Alors, tout d'abord, résumons brièvement le roman pour ceux qui comme moi sont passés à côté de ce phénomène d'édition : Tom Sherbourne, marqué par les horreurs de la première guerre mondiale, rentre en Australie et devient gardien de phare. Sa femme Isabel et lui s'installent sur l'île de Janus, sauvage, désolée et coupée du monde.

Le couple serait parfaitement heureux s'il n'y avait un désir d'enfant perpétuellement contrarié, un désir profond de fonder une famille qu'ils ne parviennent pas à concrétiser. 

Jusqu'au jour où une embarcation s'échoue sur le rivage, avec à son bord un homme décédé et un bébé.

Tom et Isabel décident alors de ne pas signaler l'incident et de garder la petite fille, sans se douter des conséquences que cela va engendrer...
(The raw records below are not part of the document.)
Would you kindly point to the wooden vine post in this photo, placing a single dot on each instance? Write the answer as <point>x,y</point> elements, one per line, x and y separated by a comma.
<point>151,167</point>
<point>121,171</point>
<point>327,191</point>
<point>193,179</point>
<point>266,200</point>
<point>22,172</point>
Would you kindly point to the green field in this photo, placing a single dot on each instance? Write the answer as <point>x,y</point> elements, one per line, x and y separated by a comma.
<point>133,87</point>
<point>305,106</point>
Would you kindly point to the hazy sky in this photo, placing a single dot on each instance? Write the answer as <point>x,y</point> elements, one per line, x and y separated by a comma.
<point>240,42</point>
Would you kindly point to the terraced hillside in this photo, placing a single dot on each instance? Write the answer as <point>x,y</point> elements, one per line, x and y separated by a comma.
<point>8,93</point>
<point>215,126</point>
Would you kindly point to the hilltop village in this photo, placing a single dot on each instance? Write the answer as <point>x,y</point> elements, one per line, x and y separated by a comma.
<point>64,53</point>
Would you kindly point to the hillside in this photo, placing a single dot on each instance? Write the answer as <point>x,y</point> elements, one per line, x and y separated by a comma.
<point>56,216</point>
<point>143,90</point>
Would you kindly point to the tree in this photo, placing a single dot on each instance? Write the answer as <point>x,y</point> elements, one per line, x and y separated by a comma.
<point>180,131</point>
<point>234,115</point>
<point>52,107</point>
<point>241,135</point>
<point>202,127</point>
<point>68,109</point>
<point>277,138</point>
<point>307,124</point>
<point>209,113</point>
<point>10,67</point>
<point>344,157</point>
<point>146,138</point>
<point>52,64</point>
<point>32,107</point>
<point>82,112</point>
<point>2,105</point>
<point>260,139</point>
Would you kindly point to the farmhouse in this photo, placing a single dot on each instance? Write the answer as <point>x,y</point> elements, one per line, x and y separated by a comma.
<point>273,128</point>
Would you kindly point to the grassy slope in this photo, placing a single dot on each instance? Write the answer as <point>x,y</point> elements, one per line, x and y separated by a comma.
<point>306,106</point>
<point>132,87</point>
Bon, premier point négatif, le désir d'enfant est un sujet qui ne me touche absolument pas. J'ai horreur des mômes, ces petites bêtes braillardes et turbulentes qui crient, pleurent, réclament, exigent, se roulent par terre et empiètent sans vergogne sur votre espace vital. Je mourais d'envie de dire à Isabel et Tom : "Eh, vous êtes peinards, vous pouvez baiser dans toutes les pièces, faire la grasse matinée, vous baignez nus, vivre libre, pourquoi vous tenez absolument à vous reproduire ?" C'est vrai quoi, quand quelqu'un me dit qu'il veut un enfant j'ai toujours l'impression d'entendre : "s'il vous plait, je n'en peux plus de la liberté, laissez-moi entrer en prison ! Donnez-moi une peine à perpétuité !"
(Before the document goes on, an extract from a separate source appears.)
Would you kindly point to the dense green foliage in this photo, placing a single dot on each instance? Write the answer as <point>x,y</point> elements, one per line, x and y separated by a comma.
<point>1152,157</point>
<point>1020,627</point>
Bref, tout ça pour dire que c'était pas gagné niveau identification avec les personnages.

Et c'était pas gagné non plus niveau style, puisque j'ai trouvé celui de M.L. Stedman quelque peu faiblard, si simple qu'il en devient simpliste, et parfois maladroit.

Pourtant, je dois bien l'avouer, je me suis laissée emporter par "Une vie entre deux océans". Page après page, je me suis prise de passion pour l'histoire de ce couple qui se débat avec ses propres mensonges et les événements terribles qu'ils ont provoqué. 
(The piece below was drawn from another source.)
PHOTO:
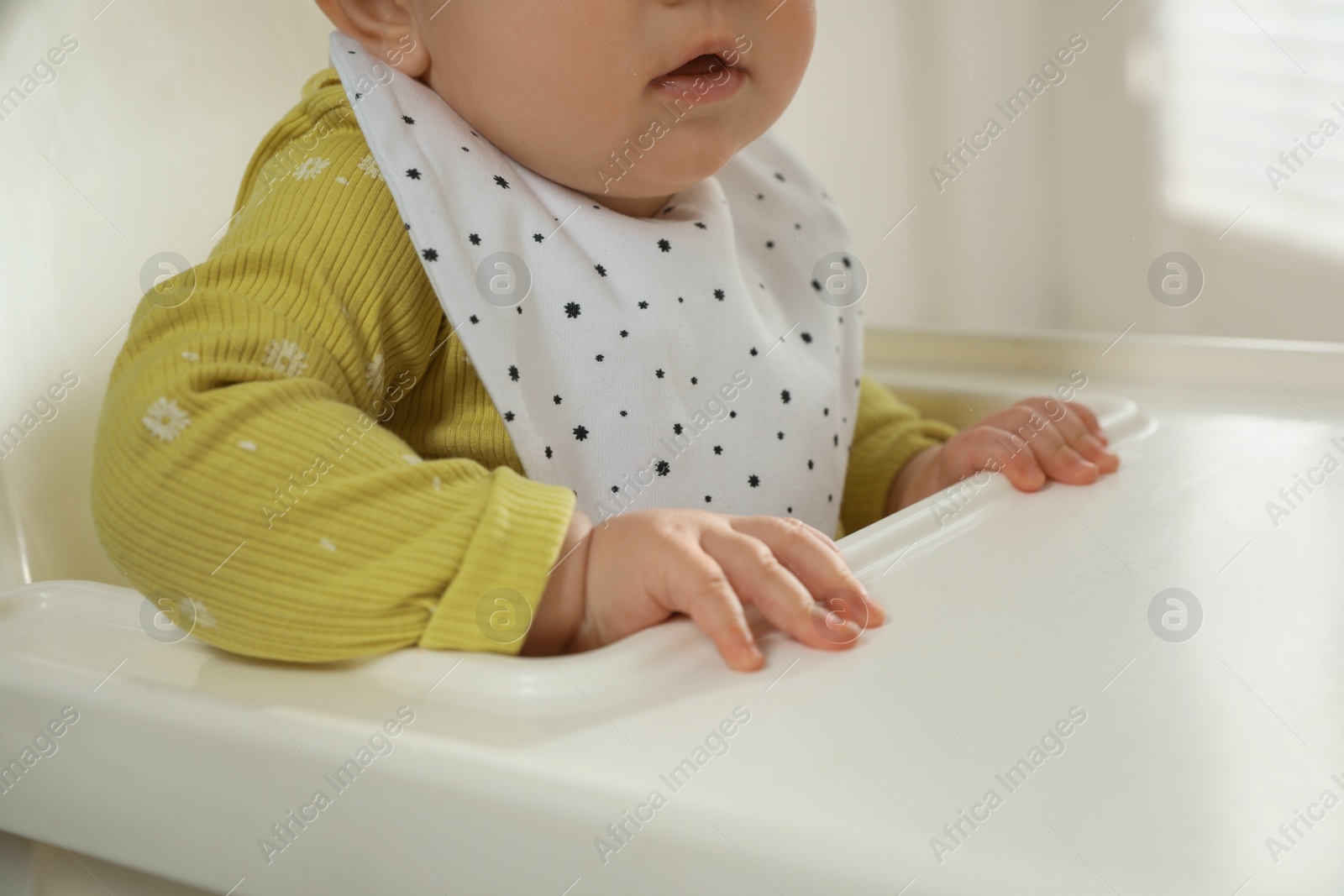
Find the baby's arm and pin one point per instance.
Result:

Ce n'est pas de la grande littérature, ce n'est pas du Steinbeck ou du Carson McCullers, mais ce livre procure un agréable moment de détente et de distraction.

Idéal, donc, pour meubler quelques heures de libre ou un voyage en train.

Quelques extraits :

"Janus Rock, c'était deux cent cinquante hectares de verdure, avec de l'herbe juste suffisante pour nourrir quelques moutons, des chèvres et une poignée de poulets, et assez de bonne terre pour cultiver un potager rudimentaire. Les seuls arbres de l'île étaient deux hauts pins de Norfolk plantés là par l'équipe d'ouvriers venus de Point Partageuse pour construire le phare et ses dépendances plus de trente ans auparavant, en 1889."

"Tom n'est pas un de ces hommes dont les jambes ne tenaient plus que par des écheveaux de tendons, ou dont les entrailles s'échappaient en cascade de leur corps comme des anguilles gluantes. Ses poumons n'avaient pas non plus été transformés en colle ou son cerveau en bouillie à cause des gaz. Mais il est malgré tout très marqué, puisqu'il doit vivre dans la même peau que l'homme qui a fait toutes ces choses qui ont dû être faites là-bas."